The transition happens when the earth cleaves together. Mormon uses the same word (at least the English translation does) that is typically used to describe a bond between people or between man and God in a covenant relation. I know I have quoted this paper many times before, but it is also highly relevant in this context.

The Bible is full of words that describe the creation as a web of life, the role of human beings in guarding and preserving it, and why things went wrong...These bonds of creation formed the great covenant - the word means binding together - and as long as the bonds of the covenant remained in place, people could live in peace and prosperity.
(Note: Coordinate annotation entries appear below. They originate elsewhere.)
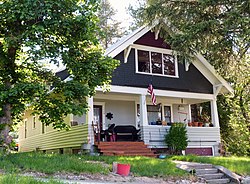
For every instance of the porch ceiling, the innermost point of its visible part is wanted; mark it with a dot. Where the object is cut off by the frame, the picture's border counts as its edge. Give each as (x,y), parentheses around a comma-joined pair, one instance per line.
(135,97)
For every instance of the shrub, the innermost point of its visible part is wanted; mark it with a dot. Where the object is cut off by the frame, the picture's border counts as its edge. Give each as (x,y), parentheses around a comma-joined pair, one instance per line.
(176,139)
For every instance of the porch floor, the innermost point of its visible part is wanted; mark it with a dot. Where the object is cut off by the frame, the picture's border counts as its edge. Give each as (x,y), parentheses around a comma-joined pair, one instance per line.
(124,149)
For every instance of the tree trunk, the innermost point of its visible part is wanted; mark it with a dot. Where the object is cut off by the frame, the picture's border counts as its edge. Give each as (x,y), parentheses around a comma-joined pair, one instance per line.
(6,124)
(5,127)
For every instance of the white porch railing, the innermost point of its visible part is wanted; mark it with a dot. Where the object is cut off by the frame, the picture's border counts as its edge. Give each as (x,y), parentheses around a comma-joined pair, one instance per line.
(153,136)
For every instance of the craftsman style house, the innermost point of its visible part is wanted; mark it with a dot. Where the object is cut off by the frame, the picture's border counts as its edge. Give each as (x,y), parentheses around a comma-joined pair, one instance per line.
(179,87)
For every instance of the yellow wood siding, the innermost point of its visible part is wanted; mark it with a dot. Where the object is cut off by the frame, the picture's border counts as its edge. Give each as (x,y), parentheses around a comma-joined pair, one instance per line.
(51,138)
(55,139)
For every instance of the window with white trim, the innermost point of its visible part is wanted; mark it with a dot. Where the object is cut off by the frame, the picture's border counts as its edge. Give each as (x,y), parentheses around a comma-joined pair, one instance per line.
(157,114)
(34,121)
(156,63)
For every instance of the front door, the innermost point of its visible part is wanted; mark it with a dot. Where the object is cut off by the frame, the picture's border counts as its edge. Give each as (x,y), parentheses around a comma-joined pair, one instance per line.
(98,116)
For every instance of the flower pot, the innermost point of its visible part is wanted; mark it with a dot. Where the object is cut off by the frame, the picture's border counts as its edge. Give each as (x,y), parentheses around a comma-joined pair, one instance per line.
(200,124)
(123,169)
(195,123)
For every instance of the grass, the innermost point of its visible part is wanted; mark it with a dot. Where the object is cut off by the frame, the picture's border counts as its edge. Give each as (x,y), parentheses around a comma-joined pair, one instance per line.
(239,165)
(49,163)
(53,163)
(140,166)
(15,179)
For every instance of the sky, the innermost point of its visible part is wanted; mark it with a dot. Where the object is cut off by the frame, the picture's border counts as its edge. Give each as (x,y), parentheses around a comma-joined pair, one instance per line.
(121,7)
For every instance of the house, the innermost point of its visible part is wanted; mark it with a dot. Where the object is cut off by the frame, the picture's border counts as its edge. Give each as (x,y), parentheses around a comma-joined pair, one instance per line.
(179,87)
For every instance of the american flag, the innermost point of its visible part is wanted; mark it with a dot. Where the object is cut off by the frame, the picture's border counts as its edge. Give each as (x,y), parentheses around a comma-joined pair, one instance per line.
(151,92)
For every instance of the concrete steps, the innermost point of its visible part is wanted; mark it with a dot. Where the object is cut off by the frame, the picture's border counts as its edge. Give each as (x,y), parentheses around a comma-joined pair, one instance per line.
(124,149)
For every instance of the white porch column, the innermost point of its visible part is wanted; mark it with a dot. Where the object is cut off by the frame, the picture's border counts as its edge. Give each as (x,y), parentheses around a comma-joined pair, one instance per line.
(143,111)
(90,120)
(214,113)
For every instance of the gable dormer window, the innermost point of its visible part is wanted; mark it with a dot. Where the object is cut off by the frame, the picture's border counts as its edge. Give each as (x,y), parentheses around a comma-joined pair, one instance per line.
(160,62)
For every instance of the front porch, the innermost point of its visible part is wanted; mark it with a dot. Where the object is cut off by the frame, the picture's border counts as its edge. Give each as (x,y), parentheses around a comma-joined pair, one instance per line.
(136,110)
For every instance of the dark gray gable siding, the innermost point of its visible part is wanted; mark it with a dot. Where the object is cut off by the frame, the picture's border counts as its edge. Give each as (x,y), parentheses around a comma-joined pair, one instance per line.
(188,81)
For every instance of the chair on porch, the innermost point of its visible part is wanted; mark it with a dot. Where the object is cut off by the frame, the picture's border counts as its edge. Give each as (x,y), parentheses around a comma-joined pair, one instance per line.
(126,132)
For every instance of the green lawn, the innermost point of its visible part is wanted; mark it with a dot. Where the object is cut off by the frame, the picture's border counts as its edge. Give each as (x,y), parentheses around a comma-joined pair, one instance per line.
(239,165)
(15,179)
(52,163)
(140,166)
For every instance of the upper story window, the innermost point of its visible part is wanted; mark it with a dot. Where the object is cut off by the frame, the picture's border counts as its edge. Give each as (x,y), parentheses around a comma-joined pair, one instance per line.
(156,63)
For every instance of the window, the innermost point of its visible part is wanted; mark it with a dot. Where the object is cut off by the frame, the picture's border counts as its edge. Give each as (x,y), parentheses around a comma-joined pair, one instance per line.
(155,116)
(156,63)
(43,128)
(167,114)
(34,121)
(25,129)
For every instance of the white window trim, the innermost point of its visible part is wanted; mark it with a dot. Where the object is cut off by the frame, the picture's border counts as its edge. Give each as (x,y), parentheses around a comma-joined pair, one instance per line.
(171,109)
(162,113)
(158,50)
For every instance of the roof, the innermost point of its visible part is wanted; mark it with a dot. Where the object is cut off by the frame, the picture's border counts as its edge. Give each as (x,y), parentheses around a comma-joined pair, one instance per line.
(200,62)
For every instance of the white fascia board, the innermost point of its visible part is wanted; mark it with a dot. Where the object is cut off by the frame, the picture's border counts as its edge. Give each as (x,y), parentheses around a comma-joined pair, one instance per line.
(121,45)
(164,93)
(212,70)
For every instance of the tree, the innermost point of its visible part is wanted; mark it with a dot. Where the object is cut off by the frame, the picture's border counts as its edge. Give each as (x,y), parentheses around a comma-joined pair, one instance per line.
(110,29)
(36,30)
(220,31)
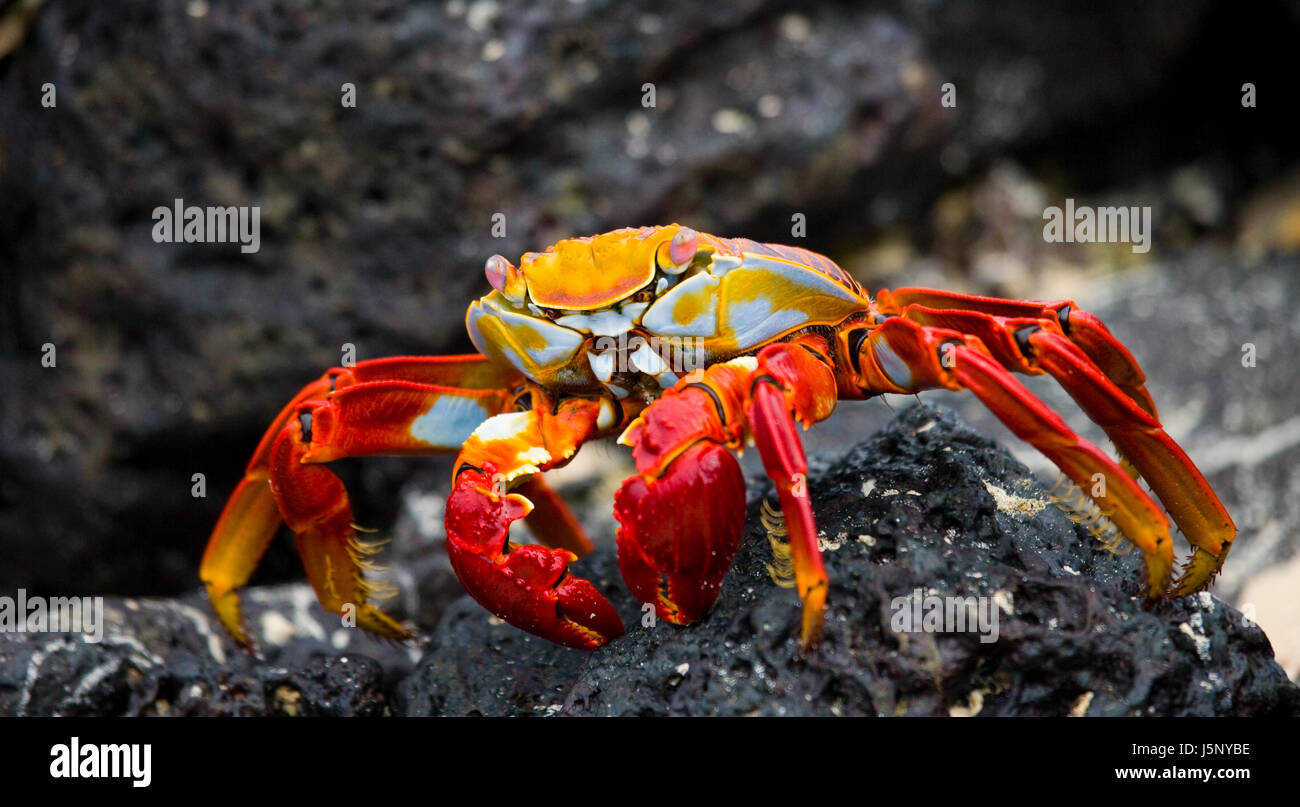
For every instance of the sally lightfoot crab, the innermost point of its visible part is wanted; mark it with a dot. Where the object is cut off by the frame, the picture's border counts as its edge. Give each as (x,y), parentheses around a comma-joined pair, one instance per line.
(688,347)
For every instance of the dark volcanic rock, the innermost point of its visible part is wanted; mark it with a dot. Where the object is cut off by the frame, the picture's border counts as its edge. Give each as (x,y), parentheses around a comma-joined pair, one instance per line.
(170,658)
(944,511)
(924,504)
(376,218)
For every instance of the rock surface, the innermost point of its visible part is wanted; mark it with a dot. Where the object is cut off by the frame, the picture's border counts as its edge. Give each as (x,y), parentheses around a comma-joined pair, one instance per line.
(945,512)
(376,218)
(926,504)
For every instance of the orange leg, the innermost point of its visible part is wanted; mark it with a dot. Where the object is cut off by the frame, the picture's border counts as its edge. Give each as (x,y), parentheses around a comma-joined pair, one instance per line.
(389,406)
(904,356)
(1101,376)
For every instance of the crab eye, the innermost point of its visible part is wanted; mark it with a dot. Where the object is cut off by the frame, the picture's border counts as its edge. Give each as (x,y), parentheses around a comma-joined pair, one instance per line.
(683,247)
(505,277)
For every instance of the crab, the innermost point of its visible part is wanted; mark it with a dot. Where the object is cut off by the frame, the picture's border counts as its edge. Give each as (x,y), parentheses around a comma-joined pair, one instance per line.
(688,348)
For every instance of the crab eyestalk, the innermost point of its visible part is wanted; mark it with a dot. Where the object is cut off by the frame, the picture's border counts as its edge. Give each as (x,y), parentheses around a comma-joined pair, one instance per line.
(675,255)
(506,278)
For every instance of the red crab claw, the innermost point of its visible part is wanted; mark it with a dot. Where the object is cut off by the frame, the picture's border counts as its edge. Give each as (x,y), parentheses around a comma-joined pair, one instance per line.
(529,586)
(680,530)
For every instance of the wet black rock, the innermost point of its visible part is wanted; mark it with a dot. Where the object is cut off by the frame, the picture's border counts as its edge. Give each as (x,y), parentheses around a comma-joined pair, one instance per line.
(376,218)
(924,506)
(169,658)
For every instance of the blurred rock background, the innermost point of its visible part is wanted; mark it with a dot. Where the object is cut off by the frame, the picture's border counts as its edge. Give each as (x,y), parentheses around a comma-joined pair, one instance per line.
(376,218)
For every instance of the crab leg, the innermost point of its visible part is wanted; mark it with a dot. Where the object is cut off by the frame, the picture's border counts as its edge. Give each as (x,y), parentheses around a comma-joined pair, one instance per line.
(681,515)
(1116,400)
(345,413)
(529,586)
(904,356)
(1084,329)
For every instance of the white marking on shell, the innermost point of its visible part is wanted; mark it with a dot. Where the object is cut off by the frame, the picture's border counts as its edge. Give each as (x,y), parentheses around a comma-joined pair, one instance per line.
(449,422)
(602,324)
(503,426)
(606,419)
(659,319)
(646,360)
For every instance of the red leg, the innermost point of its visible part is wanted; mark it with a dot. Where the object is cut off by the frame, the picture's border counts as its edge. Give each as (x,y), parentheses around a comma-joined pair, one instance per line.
(416,408)
(1105,381)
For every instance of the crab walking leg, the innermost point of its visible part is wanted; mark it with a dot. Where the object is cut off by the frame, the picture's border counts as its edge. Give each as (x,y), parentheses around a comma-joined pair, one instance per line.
(315,506)
(902,356)
(252,515)
(529,586)
(683,515)
(794,380)
(247,524)
(1086,330)
(1035,346)
(1161,461)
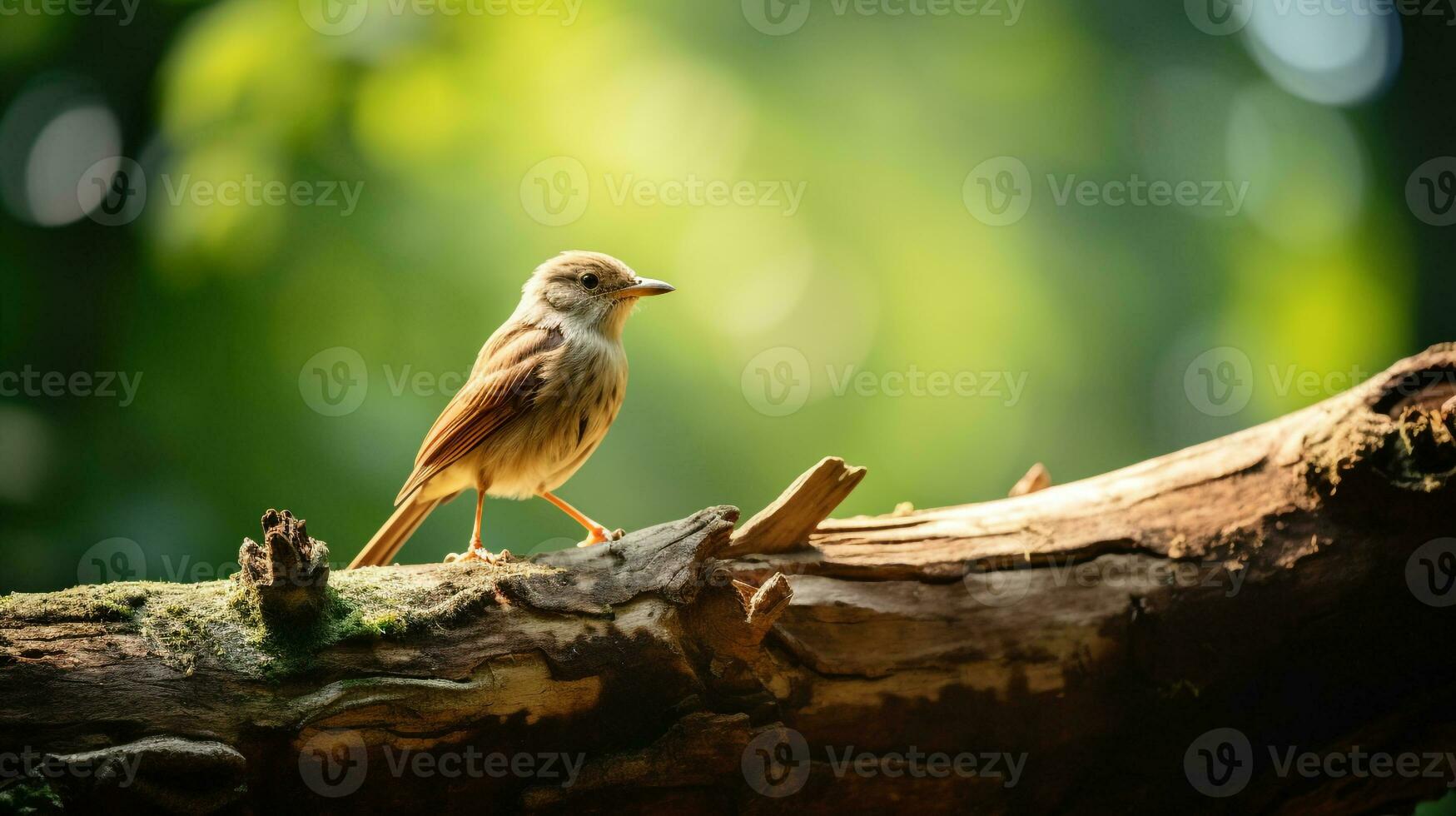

The bonds were called the covenant of peace, or the covenant of life and peace (Numbers 25.12; Malachi 2.5). ...The Servants of the LORD had to maintain the covenant of peace. When it was threatened or damaged, they had to do whatever was necessary to restore it. And here we come to the word that forms the title of this talk; righteousness, tsedaqah. Righteousness describes both the action needed to restore the broken covenant, and also the result of that action. Righteous people had been restored to their intended place in the creation, and they then had to work to restore other parts of the covenant system. Righteousness meant the activity of making righteous, protecting and maintaining the covenant.

The events in 3 Nephi 8-10, make much sense with this backdrop. Prior to these chapters, there is much wickedness. The earth responds with huge natural disasters and is certainly not at rest. The wicked are destroyed and the earth eventually restored to a peaceful state, cleaving together. As a parallel event, the people who remain turn from a state of unrest and sorrow to joy. After Mormon has described these parallel events, he goes on to say:

And it was the more righteous part of the people who were saved (3 Nephi 10:12)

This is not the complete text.